'İma ile Siyaset Olmaz: Ayaydın'ın Duruşu'
Bodrum siyaseti yaz aylarına alışık olduğumuz sıcakların ötesinde bir hararetle girdi.
Başrolde ise üç isim var: Aydın Ayaydın, Ali Mahir Başarır ve Savcı Sayan. Üçü de siyasi tecrübeleri, söylemleri ve duruşlarıyla Türkiye kamuoyunun tanıdığı aktörler. Ancak bu kez gündemdeki mesele, bir seçim başarısı ya da bir proje değil; ima, itham ve açıklamalarla örülü, oldukça dikkat çekici bir polemik.
Her şey, Savcı Sayan’ın sosyal medyada yaptığı ve doğrudan isim vermeden “Cumhurbaşkanı’na yakın olup da ihaleler üzerinden haksız kazanç elde eden kişiler”e yönelik ithamlarla başladı. Normal şartlarda bu tür iddialar sosyal medya gündeminde bir iki gün içinde unutulup giderdi. Ancak bu kez durum farklıydı: CHP Grup Başkanvekili Ali Mahir Başarır, kamuoyuna açık bir şekilde “Bu kişi Aydın Ayaydın mı?” diye sordu.
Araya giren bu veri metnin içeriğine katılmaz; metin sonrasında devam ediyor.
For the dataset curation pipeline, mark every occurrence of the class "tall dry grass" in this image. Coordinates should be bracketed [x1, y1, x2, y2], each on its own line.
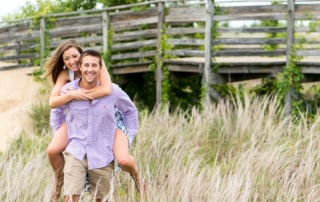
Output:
[1, 94, 320, 201]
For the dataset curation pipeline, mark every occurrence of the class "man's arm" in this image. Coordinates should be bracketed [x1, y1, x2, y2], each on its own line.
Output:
[50, 84, 69, 133]
[50, 107, 66, 133]
[115, 85, 139, 137]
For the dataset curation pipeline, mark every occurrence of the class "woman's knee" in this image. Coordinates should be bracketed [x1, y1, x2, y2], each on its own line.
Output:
[116, 156, 131, 167]
[47, 143, 63, 156]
Bu soru, tartışmaları bir anda büyüttü. Zira Ayaydın, 2024 yerel seçimlerinde AK Parti’nin Muğla Büyükşehir Belediye Başkan adayıydı ve bölgede özellikle Bodrum’da önemli bir sempatiye sahipti. Seçimi kazanamamış olsa da geride temiz bir kampanya ve ilkeli bir siyaset anlayışı bırakmıştı.
İddiaların muhatabı olarak adı geçen Ayaydın, susmadı. Oldukça sert ve net bir açıklamayla Başarır’ın sözlerini “mesnetsiz” ve “ahlaki olmayan bir siyaset tarzı” olarak nitelendirdi. “Alnım açık, başım dik. Hayatımda hiçbir usulsüzlükle ilişkim olmadı” diyerek hem Başarır’a hem de imalı sözlerin sahibi Savcı Sayan’a meydan okudu.
İşin ilginç tarafı, Savcı Sayan daha sonra yaptığı açıklamada, “Ben Ayaydın’ı kastetmedim” demek zorunda kaldı. Bu durum, akıllara şu soruyu getirdi: Madem kast edilen kişi Ayaydın değildi, neden bu kadar gecikmeli bir düzeltme geldi?
Bu noktada siyasetin alışıldık reflekslerinden biri devreye giriyor: İma et, gündem yarat, sonra geri adım at. Ancak unutmamamız gereken bir şey var: Bu oyunların sonunda yıpranan sadece siyasi figürler olmuyor; halkın güveni, demokratik kültür ve kamuya hizmet anlayışı da büyük yara alıyor.
Aydın Ayaydın’ın bu süreçteki duruşu, en azından Bodrum gibi duyarlılığı yüksek bir bölgede takdir topladı. Tartışmalara doğrudan cevap vermesi, kaçak dövüşmemesi ve “hodri meydan” demesi, ona yöneltilen iddiaların karşısında güçlü bir pozisyon oluşturdu. Özellikle kendi partisinden değil, başka bir partiden gelen ithamlara karşı bu denli açık ve net konuşması, onu siyasi etik açısından daha güçlü bir konuma taşıdı.
Bu olay bize bir kez daha gösterdi ki; siyasette söz ağızdan çıkmadan önce düşünülmeli, ima yoluyla karalama yerine delil ve sorumlulukla konuşulmalı. Aydın Ayaydın örneği, bu tip karalama girişimlerinin bazen ters teptiğini ve kamuoyunun adalet duygusuna güvendiğini kanıtlıyor.
Bodrum’da siyaset bu yaz da sıcak geçecek gibi görünüyor. Ama bu defa seçimin değil, sözcüklerin gölgesinde.